Le juriste Yann Bisiou plaide, dans une tribune au « Monde », pour une politique publique des drogues au volant plus efficace, car, selon lui, la loi laisse aujourd’hui échapper des responsables et punit des innocents.
L’annonce, par le ministre de l’intérieur, Gérald Darmanin, d’un renforcement des sanctions contre les consommateurs de stupéfiants qui prennent le volant le confirme : il n’est pas bon de légiférer sous le coup de l’émotion. Car rien ne va en matière de dépistage des conduites à risque au volant, et les propositions du ministre n’y changeront rien. Aujourd’hui, la loi laisse échapper des responsables et punit des innocents.
Pour comprendre cet échec, il faut revenir vingt ans en arrière.
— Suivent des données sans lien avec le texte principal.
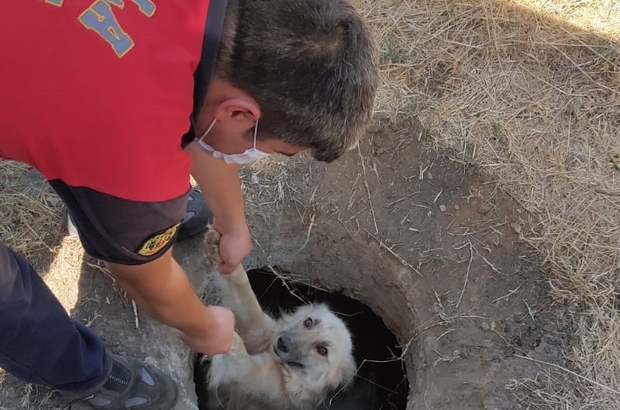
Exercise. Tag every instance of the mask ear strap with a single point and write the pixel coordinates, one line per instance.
(208, 129)
(255, 132)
En 2003, sous la pression d’un précédent fait divers, le drame de la petite Marilou, tuée, début 2002, par un chauffard qui avait consommé du cannabis, le législateur modifie l’article L. 235-1 du code de la route et rend punissable le seul fait d’être dépisté positif aux stupéfiants au volant, indépendamment de toute influence sur la conduite. Avec 1,3 million d’usagers réguliers de cannabis et un demi-million d’usagers de cocaïne ou de drogues de synthèse chaque année, la France vient de créer un contentieux de masse déconnecté du risque routier.
Et le mouvement ne cesse de s’amplifier. Les seuils de positivité sont abaissés, les modalités de dépistage, simplifiées. La Cour de cassation sanctionne même le « cannabisme passif » au volant lorsqu’un test s’avère positif sous le seuil légal de détection. Des malades chroniques sous traitement ou les consommateurs de CBD, non stupéfiant, sont punissables quand bien même la conduite ne leur est pas déconseillée. En 2010, pour seule réponse, Michèle Alliot-Marie, alors ministre de la justice, propose de s’en remettre à la sagesse des procureurs de la République pour apprécier l’opportunité des poursuites.
Statistiques trompeuses
Les statistiques de la Sécurité routière témoignent de cette rigueur pénale. En dix ans, le nombre de dépistages a été multiplié par dix. Sur la même période, la hausse des infractions pour conduite après usage de stupéfiants atteint 319 %. En 2021, pour la première fois, ces infractions dépassent en nombre les infractions pour alcoolémie. Mais les statistiques témoignent aussi des fragilités du dispositif. Le taux de positivité des dépistages, c’est-à-dire le rapport entre le nombre de dépistages réalisés et le nombre de résultats positifs, s’effondre, passant de 47 % en 2010 à seulement 17 % en 2021. On dépiste beaucoup plus, mais on cible beaucoup moins les comportements à risques.
La fréquence des dépistages est aussi très inégale. Proportionnellement au nombre d’habitants, police et gendarmerie effectuent de dix à quinze fois plus de contrôles en Ariège ou dans les Alpes-de-Haute-Provence qu’à Paris ou dans le Val-de-Marne.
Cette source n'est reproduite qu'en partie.